El hombre, con los pasos medidos, se aproximó al interruptor. Intentó dar con la palanca que devolviera la luz, pero no obtuvo resultado. La mujer, sentada en el extremo opuesto del cuarto, sintió un leve escalofrío y se abrazó los brazos. Hubo un instante de vacilación, de intercambio de miradas en la oscuridad, hasta que ella decidió romper el silencio:

—No esperaba que se fuera la luz —dijo ella—. Y menos que alguien más estuviese aquí…
—Yo tampoco —contestó él con voz pausada—. Pero tal vez sea mejor así. En la oscuridad, los secretos tienen menos dónde esconderse.

Y así, en ese cuarto sin electricidad, entre las sombras ligeras que la luna filtraba, comenzaron a hablar. Ella le contó que, hacía unos años, había sido abandonada justo cuando más lo necesitaba. Que había llegado a creer que la soledad era una forma de vida. Él relató que perdió a su hermano en un accidente, dejándolo con una culpa que lo perseguía cada mañana. Descubrieron entonces que, aunque sus heridas parecían distintas, tenían mucho en común: la herida dejada por la ausencia, la angustia de una despedida no resuelta, el temor de continuar cuando la luz se apaga.
Se contaron detalles que nunca habían compartido con nadie. Ella habló de una carta que guardaba en el cajón del escritorio, una carta sin enviar a un viejo amor que nunca volvió. Él habló de que, en el rincón de su habitación, conservaba un reloj detenido al momento exacto en que recibió la llamada fatal. Se dieron cuenta de que ambos cargaban el mismo peso invisible: la espera de una señal que no llegaría, el deseo de cerrar una puerta que se había quedado abierta.
La casa seguía silenciosa, la oscuridad envolvía cada objeto: el sillón gastado, el armario con las puertas entreabiertas, el reloj de pared que funcionaba… pero que ahora, sin luz, parecía ajeno a su propio tic-tac. En ese instante, ella se levantó para abrir la ventana. Un viento calmado ingresó, agitando las cortinas y aportando un murmullo sutil a la conversación. Él la miró, y le ofreció su abrigo. Ella lo aceptó. Hablaron entonces del miedo que tenían al siguiente paso: ella, de mudarse a otra ciudad para comenzar de nuevo; él, de dejar atrás el trabajo que lo ataba a las memorias de su hermano.

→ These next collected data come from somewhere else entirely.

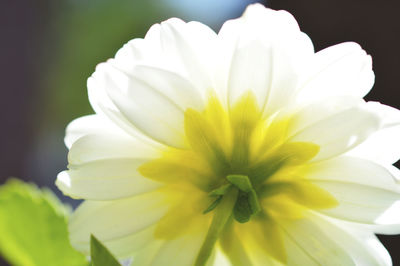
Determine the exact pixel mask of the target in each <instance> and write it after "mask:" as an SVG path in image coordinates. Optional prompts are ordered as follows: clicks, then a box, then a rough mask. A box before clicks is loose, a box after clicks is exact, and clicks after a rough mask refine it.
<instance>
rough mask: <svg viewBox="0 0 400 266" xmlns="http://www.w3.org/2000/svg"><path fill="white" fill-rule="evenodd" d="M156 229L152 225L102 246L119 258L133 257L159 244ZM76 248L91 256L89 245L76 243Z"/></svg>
mask: <svg viewBox="0 0 400 266" xmlns="http://www.w3.org/2000/svg"><path fill="white" fill-rule="evenodd" d="M155 227H156V225H152V226H149V227H147V228H145V229H143V230H140V231H138V232H136V233H133V234H131V235H128V236H125V237H121V238H115V239H111V240H108V241H103V242H102V244H104V245H105V246H106V247H107V248H108V249H109V250H110V251H111V252H112V254H114V255H115V256H116V257H118V258H127V257H131V256H132V255H133V254H134V253H135V252H141V251H142V249H144V248H145V247H148V246H150V245H151V244H152V243H154V242H157V239H155V238H154V229H155ZM74 247H75V248H76V249H78V250H79V251H81V252H83V253H84V254H90V245H89V243H79V244H78V243H74Z"/></svg>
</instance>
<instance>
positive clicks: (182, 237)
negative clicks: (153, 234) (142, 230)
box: [151, 230, 207, 266]
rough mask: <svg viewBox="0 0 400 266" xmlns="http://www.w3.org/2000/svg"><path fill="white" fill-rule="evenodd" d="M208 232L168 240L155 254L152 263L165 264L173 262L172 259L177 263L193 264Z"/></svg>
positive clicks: (190, 234) (184, 263)
mask: <svg viewBox="0 0 400 266" xmlns="http://www.w3.org/2000/svg"><path fill="white" fill-rule="evenodd" d="M206 232H207V230H205V231H203V232H201V233H198V234H195V235H192V234H189V235H185V236H182V237H179V238H177V239H171V240H168V241H166V242H165V243H164V244H163V245H162V246H161V248H160V249H159V251H158V252H157V254H155V255H154V257H153V260H152V262H151V265H154V266H164V265H169V264H171V261H173V264H175V265H193V264H194V262H195V260H196V258H197V254H198V252H199V250H200V248H201V245H202V244H203V241H204V238H205V233H206Z"/></svg>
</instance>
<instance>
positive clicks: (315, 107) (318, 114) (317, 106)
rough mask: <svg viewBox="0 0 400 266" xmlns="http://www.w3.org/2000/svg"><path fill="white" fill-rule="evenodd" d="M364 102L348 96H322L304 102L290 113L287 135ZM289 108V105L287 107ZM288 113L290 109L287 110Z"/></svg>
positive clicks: (290, 134) (306, 127)
mask: <svg viewBox="0 0 400 266" xmlns="http://www.w3.org/2000/svg"><path fill="white" fill-rule="evenodd" d="M362 103H364V101H363V100H362V99H359V98H356V97H350V96H336V97H329V98H324V99H321V100H319V101H316V102H313V103H309V104H306V105H305V106H303V107H300V108H299V110H295V111H294V114H290V123H289V128H288V136H289V137H290V136H293V135H295V134H296V133H298V132H299V131H301V130H304V129H305V128H307V127H309V126H311V125H313V124H315V123H317V122H320V121H323V120H324V119H328V118H329V117H331V116H333V115H335V114H338V113H340V112H343V111H345V110H348V109H350V108H352V107H357V106H358V105H360V104H362ZM289 108H290V107H289ZM288 112H289V113H290V112H291V110H289V111H288Z"/></svg>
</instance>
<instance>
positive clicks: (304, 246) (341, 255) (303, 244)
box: [282, 219, 354, 266]
mask: <svg viewBox="0 0 400 266" xmlns="http://www.w3.org/2000/svg"><path fill="white" fill-rule="evenodd" d="M282 227H283V228H284V230H285V243H286V244H287V245H286V247H287V254H288V265H299V266H300V265H343V266H344V265H354V262H353V260H352V258H351V257H350V256H349V254H348V252H347V250H346V249H345V248H344V247H343V246H342V245H340V244H338V243H336V242H335V236H334V235H332V234H331V232H329V231H324V230H321V228H319V227H318V226H317V225H316V224H315V222H313V221H312V220H311V219H301V220H295V221H291V222H282Z"/></svg>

Saltó un relámpago afuera, seguido de un trueno suave, y la casa se iluminó por un instante con un resplandor externo antes de volver a la oscuridad. Ambos se sobresaltaron, rieron nerviosamente. Fue entonces que ella confesó:
—Siempre he pensado que soy la única en soportar esta tristeza. Pero ahora, mirándote, me doy cuenta de que no estoy sola.

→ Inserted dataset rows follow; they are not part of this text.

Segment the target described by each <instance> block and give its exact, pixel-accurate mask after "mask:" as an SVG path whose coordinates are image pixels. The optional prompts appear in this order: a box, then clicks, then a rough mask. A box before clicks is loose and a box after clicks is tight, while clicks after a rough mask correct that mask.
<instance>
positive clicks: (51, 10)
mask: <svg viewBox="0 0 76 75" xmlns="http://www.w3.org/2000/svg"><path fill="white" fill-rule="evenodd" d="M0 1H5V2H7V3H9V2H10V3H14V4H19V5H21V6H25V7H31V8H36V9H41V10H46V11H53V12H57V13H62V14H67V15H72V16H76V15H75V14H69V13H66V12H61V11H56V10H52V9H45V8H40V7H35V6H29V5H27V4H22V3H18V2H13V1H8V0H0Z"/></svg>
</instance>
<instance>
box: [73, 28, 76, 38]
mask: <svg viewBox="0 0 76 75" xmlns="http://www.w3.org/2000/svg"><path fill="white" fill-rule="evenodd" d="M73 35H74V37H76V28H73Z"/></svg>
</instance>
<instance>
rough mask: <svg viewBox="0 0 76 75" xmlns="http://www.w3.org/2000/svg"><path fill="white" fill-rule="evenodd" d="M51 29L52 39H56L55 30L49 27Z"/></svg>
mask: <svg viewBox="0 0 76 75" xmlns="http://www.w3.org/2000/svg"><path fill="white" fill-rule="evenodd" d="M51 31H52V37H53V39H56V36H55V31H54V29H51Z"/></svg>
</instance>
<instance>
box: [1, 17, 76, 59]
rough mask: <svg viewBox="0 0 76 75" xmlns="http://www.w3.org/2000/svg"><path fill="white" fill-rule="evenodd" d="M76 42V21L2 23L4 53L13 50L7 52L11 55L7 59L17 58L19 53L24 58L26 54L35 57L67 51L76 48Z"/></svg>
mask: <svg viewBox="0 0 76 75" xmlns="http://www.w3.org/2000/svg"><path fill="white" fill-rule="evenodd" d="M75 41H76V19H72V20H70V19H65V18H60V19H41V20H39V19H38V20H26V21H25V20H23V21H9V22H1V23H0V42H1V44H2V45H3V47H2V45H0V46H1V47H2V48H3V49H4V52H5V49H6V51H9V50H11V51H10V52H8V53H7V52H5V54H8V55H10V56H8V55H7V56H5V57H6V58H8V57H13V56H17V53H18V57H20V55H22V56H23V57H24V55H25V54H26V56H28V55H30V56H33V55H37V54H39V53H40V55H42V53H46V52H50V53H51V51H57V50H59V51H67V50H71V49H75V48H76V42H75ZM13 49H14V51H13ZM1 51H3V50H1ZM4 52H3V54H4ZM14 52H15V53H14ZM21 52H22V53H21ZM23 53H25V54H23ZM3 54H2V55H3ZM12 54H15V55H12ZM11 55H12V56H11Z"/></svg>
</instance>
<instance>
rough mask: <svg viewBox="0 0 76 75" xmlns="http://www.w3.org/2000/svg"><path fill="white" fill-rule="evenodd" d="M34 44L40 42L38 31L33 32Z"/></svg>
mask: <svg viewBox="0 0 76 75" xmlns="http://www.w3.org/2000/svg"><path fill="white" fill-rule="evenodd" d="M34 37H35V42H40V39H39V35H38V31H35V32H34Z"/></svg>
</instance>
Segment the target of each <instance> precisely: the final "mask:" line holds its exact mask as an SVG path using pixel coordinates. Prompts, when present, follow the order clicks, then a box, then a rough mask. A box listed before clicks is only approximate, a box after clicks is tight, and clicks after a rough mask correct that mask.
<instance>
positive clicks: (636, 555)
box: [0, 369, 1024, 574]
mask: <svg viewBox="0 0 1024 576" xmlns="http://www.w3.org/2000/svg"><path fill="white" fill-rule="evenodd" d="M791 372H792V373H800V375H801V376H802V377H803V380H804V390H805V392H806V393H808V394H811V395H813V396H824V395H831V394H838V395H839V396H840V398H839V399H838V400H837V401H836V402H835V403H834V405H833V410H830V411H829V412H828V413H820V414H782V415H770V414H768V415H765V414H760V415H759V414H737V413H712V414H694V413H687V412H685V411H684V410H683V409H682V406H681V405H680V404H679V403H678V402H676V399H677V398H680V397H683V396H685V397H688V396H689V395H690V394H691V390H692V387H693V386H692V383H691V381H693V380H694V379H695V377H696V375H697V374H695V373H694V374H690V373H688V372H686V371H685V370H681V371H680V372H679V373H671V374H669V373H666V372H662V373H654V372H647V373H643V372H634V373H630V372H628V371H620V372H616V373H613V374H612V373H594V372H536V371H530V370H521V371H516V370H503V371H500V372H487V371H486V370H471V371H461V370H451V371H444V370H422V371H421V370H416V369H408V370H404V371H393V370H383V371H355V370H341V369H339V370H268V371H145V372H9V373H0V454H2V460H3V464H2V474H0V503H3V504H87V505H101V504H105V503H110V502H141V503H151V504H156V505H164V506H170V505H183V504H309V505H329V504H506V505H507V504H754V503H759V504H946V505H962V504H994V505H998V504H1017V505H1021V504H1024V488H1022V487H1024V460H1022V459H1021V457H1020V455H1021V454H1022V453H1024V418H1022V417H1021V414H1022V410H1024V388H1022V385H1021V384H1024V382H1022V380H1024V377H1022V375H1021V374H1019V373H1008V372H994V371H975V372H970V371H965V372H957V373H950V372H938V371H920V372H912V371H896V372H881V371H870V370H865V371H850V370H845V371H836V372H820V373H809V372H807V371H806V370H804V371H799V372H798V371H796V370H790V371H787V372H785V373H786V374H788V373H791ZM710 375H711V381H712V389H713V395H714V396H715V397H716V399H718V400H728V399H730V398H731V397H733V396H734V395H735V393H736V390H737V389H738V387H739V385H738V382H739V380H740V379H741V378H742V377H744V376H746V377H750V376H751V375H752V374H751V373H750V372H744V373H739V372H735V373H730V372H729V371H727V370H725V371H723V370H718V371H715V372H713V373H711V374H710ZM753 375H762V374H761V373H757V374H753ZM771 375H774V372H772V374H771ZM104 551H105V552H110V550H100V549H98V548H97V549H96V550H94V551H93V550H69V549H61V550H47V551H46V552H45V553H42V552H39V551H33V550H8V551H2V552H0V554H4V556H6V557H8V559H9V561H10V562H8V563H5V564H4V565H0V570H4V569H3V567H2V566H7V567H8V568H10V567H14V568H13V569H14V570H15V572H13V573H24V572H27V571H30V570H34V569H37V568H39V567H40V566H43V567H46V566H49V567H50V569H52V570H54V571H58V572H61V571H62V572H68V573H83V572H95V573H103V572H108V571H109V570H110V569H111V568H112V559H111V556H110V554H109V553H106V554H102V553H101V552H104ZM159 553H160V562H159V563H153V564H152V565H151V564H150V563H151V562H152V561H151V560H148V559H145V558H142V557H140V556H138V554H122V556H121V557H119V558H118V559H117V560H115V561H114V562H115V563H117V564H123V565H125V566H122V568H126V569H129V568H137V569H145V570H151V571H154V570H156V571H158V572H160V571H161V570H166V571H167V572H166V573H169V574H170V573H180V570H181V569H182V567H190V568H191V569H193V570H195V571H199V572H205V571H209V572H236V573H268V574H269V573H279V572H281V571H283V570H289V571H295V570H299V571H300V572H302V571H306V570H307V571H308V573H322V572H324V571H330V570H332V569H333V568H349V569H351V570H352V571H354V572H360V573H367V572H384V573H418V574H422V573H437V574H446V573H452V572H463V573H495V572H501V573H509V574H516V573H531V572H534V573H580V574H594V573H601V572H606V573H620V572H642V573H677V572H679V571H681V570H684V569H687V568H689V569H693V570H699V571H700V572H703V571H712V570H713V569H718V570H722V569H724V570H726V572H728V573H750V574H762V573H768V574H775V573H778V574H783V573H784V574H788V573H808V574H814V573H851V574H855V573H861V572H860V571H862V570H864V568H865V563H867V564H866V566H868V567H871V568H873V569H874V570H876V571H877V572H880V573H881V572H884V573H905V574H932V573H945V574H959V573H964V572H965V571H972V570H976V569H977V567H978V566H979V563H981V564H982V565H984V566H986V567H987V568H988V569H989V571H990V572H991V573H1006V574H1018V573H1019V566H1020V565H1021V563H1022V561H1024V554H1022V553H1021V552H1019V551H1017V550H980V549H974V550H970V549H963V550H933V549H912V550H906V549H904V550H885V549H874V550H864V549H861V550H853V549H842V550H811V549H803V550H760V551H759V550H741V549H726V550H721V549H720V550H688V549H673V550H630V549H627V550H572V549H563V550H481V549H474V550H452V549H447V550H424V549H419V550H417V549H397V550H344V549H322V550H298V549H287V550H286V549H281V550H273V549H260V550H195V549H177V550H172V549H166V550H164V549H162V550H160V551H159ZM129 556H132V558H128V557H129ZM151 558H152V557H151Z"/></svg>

Él bajó la mirada, luego la alzó:
—Y yo —contestó— siempre creí que nadie más entendería lo que siento. Pero aquí estás tú.

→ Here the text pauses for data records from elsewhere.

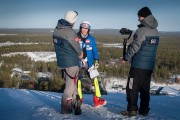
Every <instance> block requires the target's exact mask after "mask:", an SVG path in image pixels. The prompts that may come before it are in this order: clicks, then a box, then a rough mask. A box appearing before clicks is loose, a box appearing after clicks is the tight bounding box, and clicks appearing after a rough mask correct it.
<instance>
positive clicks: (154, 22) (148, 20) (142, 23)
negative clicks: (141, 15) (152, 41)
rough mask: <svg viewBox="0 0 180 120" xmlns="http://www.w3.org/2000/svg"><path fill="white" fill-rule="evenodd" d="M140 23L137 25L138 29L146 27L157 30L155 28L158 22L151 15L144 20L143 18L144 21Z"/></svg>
mask: <svg viewBox="0 0 180 120" xmlns="http://www.w3.org/2000/svg"><path fill="white" fill-rule="evenodd" d="M140 22H141V24H140V25H138V27H141V26H146V27H148V28H151V29H154V28H157V26H158V22H157V20H156V18H155V17H154V16H153V15H149V16H147V17H146V18H144V20H142V21H140Z"/></svg>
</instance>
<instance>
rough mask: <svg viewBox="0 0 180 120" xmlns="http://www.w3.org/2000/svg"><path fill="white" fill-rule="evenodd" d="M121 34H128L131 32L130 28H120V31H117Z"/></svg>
mask: <svg viewBox="0 0 180 120" xmlns="http://www.w3.org/2000/svg"><path fill="white" fill-rule="evenodd" d="M119 32H120V33H121V34H122V35H130V34H132V30H129V29H127V28H122V29H121V30H120V31H119Z"/></svg>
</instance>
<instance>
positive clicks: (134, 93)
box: [126, 68, 152, 113]
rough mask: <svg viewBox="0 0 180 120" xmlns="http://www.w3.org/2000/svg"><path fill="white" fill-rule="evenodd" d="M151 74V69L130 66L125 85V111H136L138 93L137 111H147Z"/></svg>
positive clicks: (149, 95) (148, 108) (149, 89)
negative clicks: (125, 96)
mask: <svg viewBox="0 0 180 120" xmlns="http://www.w3.org/2000/svg"><path fill="white" fill-rule="evenodd" d="M151 74H152V70H145V69H138V68H130V71H129V76H128V82H127V86H126V93H127V98H126V99H127V102H128V105H127V111H138V105H137V102H138V95H139V93H140V107H139V112H141V111H143V112H146V113H148V112H149V109H150V108H149V101H150V95H149V90H150V82H151Z"/></svg>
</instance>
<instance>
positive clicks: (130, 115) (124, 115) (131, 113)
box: [121, 111, 137, 117]
mask: <svg viewBox="0 0 180 120" xmlns="http://www.w3.org/2000/svg"><path fill="white" fill-rule="evenodd" d="M136 114H137V111H122V112H121V115H123V116H129V117H133V116H136Z"/></svg>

Mientras la noche avanzaba, y cada minuto añadía más profundidad a esa conexión, la oscuridad dejó de ser enemiga. En cambio, se convirtió en aliada. Les permitía hablar sin máscaras, escuchar sin interrupciones, descubrir sin prisas. Ella describió el sueño que una vez tuvo de abrir una librería pequeña en un pueblo costero, y él narró cómo solía construir barcos en miniatura para sentir que aún podría controlar algo, aunque fuera frágil. Sus relatos se entrelazaron. La penuria de sus vidas les mostró una nueva verdad: a veces, dos heridas paralelas pueden sanar juntas.
De pronto, el silencio volvió a tomar el cuarto, pero esta vez era un silencio cargado de promesas. Promesas de valor, de cambio, de movimiento. Ella sostuvo la mano de él, y él apretó la suya suavemente. No dijeron nada más. No fue necesario. Lo esencial ya había sido dicho.
La noche continuó, y la casa permaneció sin electricidad. Pero para ambos, algo se había encendido. Una chispa diminuta, invisible al ojo, pero lo bastante fuerte para iluminar su senda. Esa era la historia de dos extraños en un cuarto a oscuras, compartiendo heridas abiertas y hallando, juntos, un atisbo de esperanza.